The Celts of Scotland and Ireland knew the power of blessing. They had a blessing for every circumstance, every moment. From waking to lying down, their every action was bathed in prayer. Blessings for stoking the morning fire, blessings for making breakfast, blessings for dressing, and for feeding the animals. The blessings were as natural a part of life as the actions themselves. I like to imagine them singing their blessings as they worked, the melodies covering the space and carrying the blessing out beyond them.
Barbara Brown Taylor writes, “The most ordinary things are drenched in divine possibility. Pronouncing blessings upon them is the least we can do.” (An Altar in the World)
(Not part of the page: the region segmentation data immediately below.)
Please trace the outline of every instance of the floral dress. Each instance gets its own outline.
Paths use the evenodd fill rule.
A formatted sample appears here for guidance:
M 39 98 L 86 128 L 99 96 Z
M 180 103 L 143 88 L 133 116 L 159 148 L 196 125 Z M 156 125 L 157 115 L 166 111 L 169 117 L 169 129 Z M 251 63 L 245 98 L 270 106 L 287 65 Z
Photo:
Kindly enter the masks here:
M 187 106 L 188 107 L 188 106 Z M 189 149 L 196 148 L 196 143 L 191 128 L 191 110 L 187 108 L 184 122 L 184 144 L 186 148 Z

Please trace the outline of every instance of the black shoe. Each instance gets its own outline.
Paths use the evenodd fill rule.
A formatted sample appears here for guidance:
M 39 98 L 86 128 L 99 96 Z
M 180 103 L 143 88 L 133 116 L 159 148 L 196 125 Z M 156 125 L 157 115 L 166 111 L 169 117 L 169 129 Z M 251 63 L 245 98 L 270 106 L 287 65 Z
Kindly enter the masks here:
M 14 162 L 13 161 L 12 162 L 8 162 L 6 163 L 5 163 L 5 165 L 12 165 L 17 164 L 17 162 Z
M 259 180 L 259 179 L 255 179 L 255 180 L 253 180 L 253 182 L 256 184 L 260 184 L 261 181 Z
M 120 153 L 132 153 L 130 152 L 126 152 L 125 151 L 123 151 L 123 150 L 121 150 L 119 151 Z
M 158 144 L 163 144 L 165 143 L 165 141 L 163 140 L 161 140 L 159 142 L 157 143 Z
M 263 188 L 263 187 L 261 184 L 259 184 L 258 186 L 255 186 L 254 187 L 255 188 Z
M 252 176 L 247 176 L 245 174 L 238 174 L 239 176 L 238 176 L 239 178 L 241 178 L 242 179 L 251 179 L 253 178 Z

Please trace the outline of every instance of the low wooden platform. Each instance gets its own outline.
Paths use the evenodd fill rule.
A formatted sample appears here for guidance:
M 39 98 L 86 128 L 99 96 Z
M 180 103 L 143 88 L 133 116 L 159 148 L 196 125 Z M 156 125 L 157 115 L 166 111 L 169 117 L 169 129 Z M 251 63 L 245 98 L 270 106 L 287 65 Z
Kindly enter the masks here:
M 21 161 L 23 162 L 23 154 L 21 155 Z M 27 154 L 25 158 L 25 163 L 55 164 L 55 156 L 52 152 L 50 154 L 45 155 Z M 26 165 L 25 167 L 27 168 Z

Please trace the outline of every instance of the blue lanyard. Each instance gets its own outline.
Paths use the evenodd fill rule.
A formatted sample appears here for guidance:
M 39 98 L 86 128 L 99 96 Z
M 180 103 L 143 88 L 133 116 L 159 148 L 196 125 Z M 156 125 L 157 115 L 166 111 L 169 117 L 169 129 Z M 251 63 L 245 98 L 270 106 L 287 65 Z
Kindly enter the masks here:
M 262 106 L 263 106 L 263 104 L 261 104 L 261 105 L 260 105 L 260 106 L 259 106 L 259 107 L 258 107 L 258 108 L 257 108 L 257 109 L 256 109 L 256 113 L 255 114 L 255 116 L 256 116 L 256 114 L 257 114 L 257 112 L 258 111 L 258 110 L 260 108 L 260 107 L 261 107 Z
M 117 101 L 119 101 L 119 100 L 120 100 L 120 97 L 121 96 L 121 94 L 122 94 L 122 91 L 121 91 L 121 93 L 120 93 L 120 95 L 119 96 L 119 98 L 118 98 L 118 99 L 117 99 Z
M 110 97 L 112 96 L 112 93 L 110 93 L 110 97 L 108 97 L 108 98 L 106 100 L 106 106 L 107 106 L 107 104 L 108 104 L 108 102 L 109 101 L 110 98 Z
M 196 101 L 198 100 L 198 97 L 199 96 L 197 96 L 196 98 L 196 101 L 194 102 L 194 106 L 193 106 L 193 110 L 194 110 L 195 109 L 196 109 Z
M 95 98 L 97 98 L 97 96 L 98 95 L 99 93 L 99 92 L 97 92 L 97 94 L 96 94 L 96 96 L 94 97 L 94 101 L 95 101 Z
My own life feels decidedly ordinary. I spend my days caring for our two young children and try to not go a little bonkers in the process. It is naps and nappies, mealtimes and playtime, cuddles and disputes. I love them dearly, but most days find me at least once or twice mourning the loss of the life I had before they arrived– the life that was wider and faster and new every day.
But the act of blessing is, as Barbara Brown Taylor says, “to open your arms to what is instead of waiting until it is what it should be.” And sometimes, more often than not, we discover that the thing we thought was a curse becomes a blessing even as we pronounce it so.
I am trying to learn the practice of blessing. I am a beginner, so it feels awkward and unnatural most times. But I bless my babies as I care for them– easier to do in the moments they are little angels than in the ones when I would like to just walk out the door. I bless the food as I prepare it, the laundry as I fold it, the floor as I vacuum it. I bless the buggy as I push it, the rubbish as I empty it, the bill as I pay it.
I have started trying to write them too. The Celts knew their blessings by heart. They pronounced them daily and taught them to their children. What might it be like to live the same way? I started with the thing I do most often– changing my young son. I wrote a blessing that covered his entire little body, just as I daily cover him in moisturiser:
The Sacred Mother bless you, little one.
Bless your feet to guide you well,
Bless your legs to carry you where you need to go,
Bless your bottom to give you rest,
Bless your tummy button
As you were once bound to me, be always bound to God
Bless the breath within your chest,
The breath of God within you;
Bless these hands to give and to hold,
Bless this mouth with sweetness and laughter,
Bless your head to guide you in wisdom,
Bless these eyes to always see clearly.
I once heard blessing described as prayer that hallows, but I’m not sure that’s right. All the blessing does is open my eyes. The holiness was always there; I just needed to be shown. A blessing in the end, is an upside down thing, for in speaking out a blessing, we discover that we are the ones who are being blessed.